29 November 2008

Frida

A film by Julie Taymor

The story of an exceptional woman who lived an unforgettable life. Frida Kahlo, born in Mexico in 1907, endured a life of crippling pain caused by a road accident in her youth, yet her innate energy, passion and love of life, as well as her enormous abilities as a painter, allowed her to overcome this daunting obstacle to achieve fame and recognition. From humble beginnings, Frida Kahlo is a talented artist with a unique vision, and from her enduring relationship with her mentor and husband, Diego Rivera, to her scandalous affairs, Frida's uncompromising personality inspires her greatest creations. She is an artist in every sense of the word – taking and owning all that life gives her and transforming it into unflinching portraits of her soul.

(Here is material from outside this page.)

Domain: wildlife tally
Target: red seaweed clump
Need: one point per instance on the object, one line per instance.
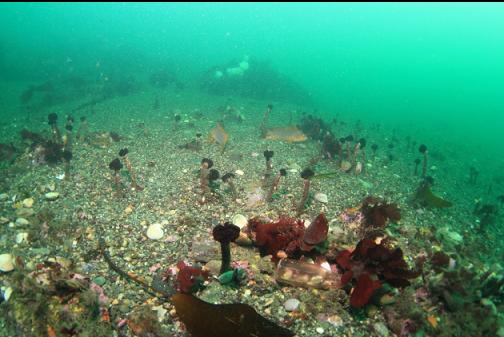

Frida, in many ways, prides herself on her independent, fiery nature, yet when Rivera becomes a part of her life, she quickly succumbs to his seductive charms. She marries him even though she knows he is constitutionally incapable of remaining faithful to her. She accepts this in the knowledge of what lies ahead for her since she is incapable of living without him. That the relationship is one of utter co-dependency is demonstrated by the fact that Rivera, even after their numerous breakups, keeps coming back to his one true love.

But we see also, and empathise with, the hypocrisy inherent in her own romantic dalliances, principally her bisexual flings with other women and even the affair she conducts with Trotsky himself during the period of his exile in Mexico, just before his assassination. Frida is a woman who experiences so many tragic things in life yet she never gives up, she in fact grows stronger, helped through hard times by her wit, her dignity and her love for life and art.

Between 1926, when she made her first self-portrait, and her death in 1954, Frida produced around 200 images. Certainly the biographical details of her remarkable life inflect many aspects of her work, yet her depiction of her body and experiences can also be seen as a response to wider cultural and political debates. For all their apparent naivety, her works frequently reveal an incendiary subtext, whether they are questioning power relationships between developed and developing nations, testing the role of women within a patriarchal society, or attempting to reconcile the global histories and religions of East and West.

Frida Kahlo's unique talent was to make her one of the century's most enduring artists. She is variously enshrined in the popular imagination as a bohemian artist, a victim turned survivor, proto-feminist, sexual adventurer who challenged gender boundaries, and, with her mixed-race parentage, an embodiment of a hybrid, postcolonial world.

Adapted from the biography by Hayden Herrera, the film is a marvellous tribute to a truly unique and remarkable woman, and one of the greatest female artists of the 20th century.